Advanced Sharding & Replication
VortexDB is designed for horizontal scalability. This document explains how to use sharding and replication to distribute your data across multiple nodes for high availability and performance.
Sharding
VortexDB supports automatic sharding, which partitions your data across multiple servers. This allows you to scale your database horizontally as your data grows.
Sharding Strategies
Strategy | Best For | Example |
---|---|---|
Range | Sequential data | Time-series |
Hash | Even distribution | User data |
List | Discrete values | Geographic |
- Range Sharding: Data is distributed based on a range of values in a sharding key.
- Hash Sharding: Data is distributed based on a hash of the sharding key, ensuring even distribution.
- List Sharding: Data is distributed based on a predefined list of values in the sharding key.
Benefits of Sharding
- Horizontal Scalability: Distribute data and workload across multiple servers.
- Improved Performance: Parallel processing of queries across shards.
- Increased Storage Capacity: Store larger datasets than a single server can handle.
Replication
VortexDB uses a primary-replica replication model to ensure high availability.

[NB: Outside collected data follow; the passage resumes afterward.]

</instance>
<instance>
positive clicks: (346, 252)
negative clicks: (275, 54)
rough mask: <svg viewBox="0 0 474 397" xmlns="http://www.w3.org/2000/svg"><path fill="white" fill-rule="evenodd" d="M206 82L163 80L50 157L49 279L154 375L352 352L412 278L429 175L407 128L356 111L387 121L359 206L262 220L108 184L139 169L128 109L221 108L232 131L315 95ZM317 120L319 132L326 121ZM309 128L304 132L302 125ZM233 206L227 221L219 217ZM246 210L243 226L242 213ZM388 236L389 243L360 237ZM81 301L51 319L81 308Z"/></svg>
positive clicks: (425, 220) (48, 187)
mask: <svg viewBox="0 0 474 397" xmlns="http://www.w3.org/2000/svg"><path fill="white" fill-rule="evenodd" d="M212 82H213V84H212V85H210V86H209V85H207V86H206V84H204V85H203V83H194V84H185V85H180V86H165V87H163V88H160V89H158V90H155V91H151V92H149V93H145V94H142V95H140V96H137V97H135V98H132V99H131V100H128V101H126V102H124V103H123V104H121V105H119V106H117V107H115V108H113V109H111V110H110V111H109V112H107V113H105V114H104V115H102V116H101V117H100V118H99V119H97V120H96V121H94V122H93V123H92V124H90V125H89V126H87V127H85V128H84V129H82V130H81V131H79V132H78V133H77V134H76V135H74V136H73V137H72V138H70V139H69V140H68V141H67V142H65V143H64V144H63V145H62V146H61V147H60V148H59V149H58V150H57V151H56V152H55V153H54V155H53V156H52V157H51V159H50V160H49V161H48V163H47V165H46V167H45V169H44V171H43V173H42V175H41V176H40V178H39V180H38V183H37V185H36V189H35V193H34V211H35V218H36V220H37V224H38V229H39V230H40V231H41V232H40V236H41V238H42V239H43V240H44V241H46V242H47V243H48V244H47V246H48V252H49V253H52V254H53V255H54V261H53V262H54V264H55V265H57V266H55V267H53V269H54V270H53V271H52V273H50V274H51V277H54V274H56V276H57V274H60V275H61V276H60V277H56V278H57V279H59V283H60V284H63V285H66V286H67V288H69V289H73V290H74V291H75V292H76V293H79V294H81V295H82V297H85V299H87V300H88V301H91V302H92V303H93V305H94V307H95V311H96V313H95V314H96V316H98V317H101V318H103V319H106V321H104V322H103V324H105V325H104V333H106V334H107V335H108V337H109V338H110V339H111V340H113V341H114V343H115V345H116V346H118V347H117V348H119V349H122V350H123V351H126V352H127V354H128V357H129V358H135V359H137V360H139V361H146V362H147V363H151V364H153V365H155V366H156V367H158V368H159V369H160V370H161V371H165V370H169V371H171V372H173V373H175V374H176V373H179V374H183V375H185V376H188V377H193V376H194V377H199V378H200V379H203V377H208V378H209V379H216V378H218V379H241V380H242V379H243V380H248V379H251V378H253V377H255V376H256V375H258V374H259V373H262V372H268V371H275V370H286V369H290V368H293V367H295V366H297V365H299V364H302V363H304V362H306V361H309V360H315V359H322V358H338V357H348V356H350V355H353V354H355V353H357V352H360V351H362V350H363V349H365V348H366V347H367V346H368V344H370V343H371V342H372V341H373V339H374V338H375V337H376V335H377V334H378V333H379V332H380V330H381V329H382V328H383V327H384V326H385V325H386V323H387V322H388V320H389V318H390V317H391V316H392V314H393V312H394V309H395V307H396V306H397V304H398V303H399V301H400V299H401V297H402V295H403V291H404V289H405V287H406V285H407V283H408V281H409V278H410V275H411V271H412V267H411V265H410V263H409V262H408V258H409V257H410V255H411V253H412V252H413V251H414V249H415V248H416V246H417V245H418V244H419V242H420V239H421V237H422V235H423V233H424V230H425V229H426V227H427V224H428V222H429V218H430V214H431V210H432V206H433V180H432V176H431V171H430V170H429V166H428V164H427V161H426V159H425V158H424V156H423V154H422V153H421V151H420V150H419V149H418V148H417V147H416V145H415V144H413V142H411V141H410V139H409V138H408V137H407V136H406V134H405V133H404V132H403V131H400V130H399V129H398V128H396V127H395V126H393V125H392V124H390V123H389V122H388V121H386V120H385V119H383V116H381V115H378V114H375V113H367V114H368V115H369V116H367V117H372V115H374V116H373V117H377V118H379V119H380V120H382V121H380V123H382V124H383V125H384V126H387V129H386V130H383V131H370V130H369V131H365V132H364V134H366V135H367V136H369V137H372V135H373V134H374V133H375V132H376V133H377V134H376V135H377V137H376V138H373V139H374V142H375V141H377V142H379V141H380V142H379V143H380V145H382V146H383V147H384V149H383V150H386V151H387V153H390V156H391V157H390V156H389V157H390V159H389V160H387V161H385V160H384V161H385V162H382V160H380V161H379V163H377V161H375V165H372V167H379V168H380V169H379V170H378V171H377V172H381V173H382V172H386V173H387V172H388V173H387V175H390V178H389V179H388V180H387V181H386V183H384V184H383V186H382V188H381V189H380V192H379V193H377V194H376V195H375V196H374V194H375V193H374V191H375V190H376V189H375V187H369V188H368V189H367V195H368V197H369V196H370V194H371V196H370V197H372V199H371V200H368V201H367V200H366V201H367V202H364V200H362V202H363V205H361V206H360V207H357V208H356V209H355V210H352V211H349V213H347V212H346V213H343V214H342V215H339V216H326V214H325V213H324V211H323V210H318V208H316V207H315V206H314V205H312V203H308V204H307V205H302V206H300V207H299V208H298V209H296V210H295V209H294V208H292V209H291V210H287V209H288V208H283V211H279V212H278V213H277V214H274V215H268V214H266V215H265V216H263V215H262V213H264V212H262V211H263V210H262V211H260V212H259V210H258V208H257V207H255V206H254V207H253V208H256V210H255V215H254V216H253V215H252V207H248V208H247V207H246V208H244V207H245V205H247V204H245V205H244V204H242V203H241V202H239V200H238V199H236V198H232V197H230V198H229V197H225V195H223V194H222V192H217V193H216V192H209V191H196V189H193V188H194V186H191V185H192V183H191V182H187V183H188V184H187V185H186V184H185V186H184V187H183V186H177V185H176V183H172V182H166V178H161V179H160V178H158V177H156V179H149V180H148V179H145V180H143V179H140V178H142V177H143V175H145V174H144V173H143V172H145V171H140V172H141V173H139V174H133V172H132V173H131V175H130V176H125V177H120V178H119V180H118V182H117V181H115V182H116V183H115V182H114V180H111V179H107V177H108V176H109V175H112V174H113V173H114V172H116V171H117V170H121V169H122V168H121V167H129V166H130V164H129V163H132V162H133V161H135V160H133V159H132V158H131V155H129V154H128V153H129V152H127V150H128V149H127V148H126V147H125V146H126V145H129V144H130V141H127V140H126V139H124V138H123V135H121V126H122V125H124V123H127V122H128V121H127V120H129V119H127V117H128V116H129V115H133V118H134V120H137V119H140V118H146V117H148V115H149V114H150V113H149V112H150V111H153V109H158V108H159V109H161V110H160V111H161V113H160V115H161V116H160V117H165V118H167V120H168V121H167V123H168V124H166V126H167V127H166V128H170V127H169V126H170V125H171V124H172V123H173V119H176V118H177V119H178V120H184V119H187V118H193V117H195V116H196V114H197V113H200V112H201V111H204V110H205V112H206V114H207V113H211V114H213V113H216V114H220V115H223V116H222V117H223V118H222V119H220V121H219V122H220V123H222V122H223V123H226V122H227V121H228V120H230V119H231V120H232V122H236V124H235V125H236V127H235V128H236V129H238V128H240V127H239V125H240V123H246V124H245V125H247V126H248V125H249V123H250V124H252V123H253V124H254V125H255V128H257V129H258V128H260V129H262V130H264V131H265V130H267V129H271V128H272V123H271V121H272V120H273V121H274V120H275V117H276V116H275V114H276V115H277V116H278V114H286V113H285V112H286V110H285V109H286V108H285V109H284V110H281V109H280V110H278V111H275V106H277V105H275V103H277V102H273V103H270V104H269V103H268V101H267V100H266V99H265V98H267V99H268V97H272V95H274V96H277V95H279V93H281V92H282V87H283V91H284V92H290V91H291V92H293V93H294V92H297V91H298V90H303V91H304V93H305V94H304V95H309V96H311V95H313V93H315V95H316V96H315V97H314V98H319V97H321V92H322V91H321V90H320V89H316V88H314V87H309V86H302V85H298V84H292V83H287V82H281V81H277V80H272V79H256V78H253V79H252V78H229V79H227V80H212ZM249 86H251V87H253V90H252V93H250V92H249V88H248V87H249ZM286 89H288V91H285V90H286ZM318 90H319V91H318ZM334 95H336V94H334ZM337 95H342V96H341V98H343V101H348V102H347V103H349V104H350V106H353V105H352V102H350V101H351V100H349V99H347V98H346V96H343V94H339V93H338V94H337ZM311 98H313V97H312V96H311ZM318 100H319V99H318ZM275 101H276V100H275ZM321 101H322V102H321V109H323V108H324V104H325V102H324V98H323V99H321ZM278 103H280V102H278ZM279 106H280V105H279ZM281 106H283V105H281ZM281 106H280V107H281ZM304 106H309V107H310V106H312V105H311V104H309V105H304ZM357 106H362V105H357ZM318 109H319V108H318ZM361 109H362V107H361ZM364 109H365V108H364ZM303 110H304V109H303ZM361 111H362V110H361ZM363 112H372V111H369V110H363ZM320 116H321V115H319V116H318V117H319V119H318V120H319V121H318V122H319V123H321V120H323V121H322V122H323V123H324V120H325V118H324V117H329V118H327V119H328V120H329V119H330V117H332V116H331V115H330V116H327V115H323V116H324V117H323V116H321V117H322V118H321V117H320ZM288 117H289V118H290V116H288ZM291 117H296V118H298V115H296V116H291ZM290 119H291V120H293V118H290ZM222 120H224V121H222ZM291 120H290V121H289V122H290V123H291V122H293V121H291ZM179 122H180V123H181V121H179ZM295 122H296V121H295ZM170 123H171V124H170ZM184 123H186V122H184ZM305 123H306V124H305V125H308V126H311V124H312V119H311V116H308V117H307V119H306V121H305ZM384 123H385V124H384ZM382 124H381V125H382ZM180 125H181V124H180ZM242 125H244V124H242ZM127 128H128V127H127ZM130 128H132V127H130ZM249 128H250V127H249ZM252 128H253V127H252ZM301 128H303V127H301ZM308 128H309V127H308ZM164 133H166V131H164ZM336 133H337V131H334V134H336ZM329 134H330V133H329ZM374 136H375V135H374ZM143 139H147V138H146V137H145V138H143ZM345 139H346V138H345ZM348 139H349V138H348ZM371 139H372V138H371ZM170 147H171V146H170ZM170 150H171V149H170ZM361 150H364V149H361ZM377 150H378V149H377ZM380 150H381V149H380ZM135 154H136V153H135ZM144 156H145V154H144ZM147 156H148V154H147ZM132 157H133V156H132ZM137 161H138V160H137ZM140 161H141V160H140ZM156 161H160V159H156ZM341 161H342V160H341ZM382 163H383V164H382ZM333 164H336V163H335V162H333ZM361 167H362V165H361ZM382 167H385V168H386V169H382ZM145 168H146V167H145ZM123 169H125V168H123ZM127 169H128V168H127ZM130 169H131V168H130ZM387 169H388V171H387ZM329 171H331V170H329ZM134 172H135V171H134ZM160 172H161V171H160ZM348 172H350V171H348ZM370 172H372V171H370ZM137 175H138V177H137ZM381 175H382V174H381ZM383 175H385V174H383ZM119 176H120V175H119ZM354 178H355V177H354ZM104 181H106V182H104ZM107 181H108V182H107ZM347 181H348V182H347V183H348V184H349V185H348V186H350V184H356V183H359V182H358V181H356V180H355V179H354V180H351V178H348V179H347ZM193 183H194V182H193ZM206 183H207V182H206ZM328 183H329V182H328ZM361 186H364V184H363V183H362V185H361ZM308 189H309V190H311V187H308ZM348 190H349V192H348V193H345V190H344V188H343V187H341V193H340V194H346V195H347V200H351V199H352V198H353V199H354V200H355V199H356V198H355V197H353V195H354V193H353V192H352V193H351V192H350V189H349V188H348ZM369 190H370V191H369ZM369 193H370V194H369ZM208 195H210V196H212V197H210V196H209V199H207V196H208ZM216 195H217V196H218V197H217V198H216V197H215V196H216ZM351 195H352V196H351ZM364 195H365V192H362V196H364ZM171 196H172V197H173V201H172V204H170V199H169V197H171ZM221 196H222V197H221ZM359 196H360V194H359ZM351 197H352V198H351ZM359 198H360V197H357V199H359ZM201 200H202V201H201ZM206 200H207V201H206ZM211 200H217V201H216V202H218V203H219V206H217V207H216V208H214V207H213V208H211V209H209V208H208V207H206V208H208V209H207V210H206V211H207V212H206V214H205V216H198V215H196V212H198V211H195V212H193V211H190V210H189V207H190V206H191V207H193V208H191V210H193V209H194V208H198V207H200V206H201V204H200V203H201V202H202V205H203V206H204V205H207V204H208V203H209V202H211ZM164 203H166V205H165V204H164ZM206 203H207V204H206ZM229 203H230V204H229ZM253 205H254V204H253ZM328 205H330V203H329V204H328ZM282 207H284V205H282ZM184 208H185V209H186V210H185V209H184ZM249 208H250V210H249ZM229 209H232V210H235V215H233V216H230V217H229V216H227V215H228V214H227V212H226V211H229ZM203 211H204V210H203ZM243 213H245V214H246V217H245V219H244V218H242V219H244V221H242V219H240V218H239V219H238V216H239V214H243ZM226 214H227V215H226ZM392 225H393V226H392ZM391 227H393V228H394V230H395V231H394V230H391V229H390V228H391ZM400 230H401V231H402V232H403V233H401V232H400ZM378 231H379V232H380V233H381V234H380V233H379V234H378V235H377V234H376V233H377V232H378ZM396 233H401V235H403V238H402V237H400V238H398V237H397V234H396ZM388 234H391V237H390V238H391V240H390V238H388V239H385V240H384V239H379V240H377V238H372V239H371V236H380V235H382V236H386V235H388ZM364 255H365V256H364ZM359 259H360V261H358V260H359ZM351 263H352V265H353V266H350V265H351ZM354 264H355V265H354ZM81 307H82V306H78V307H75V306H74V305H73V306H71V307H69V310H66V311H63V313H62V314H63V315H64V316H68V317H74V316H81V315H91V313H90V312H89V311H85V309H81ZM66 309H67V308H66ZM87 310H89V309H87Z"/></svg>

If the primary node fails, one of the replicas is automatically promoted to primary, ensuring that your application remains available.
Replication Modes
- Synchronous Replication: Ensures that data is written to all replicas before a transaction is committed, providing strong consistency.
- Asynchronous Replication: Data is replicated with a slight delay, offering lower latency but eventual consistency.
Disaster Recovery
Replication is a critical component of disaster recovery. By maintaining multiple copies of your data across different nodes or data centers, you can ensure business continuity in case of a failure.
Read Scalability
Replicas can also be used to offload read traffic from the primary node, improving read performance and overall system throughput.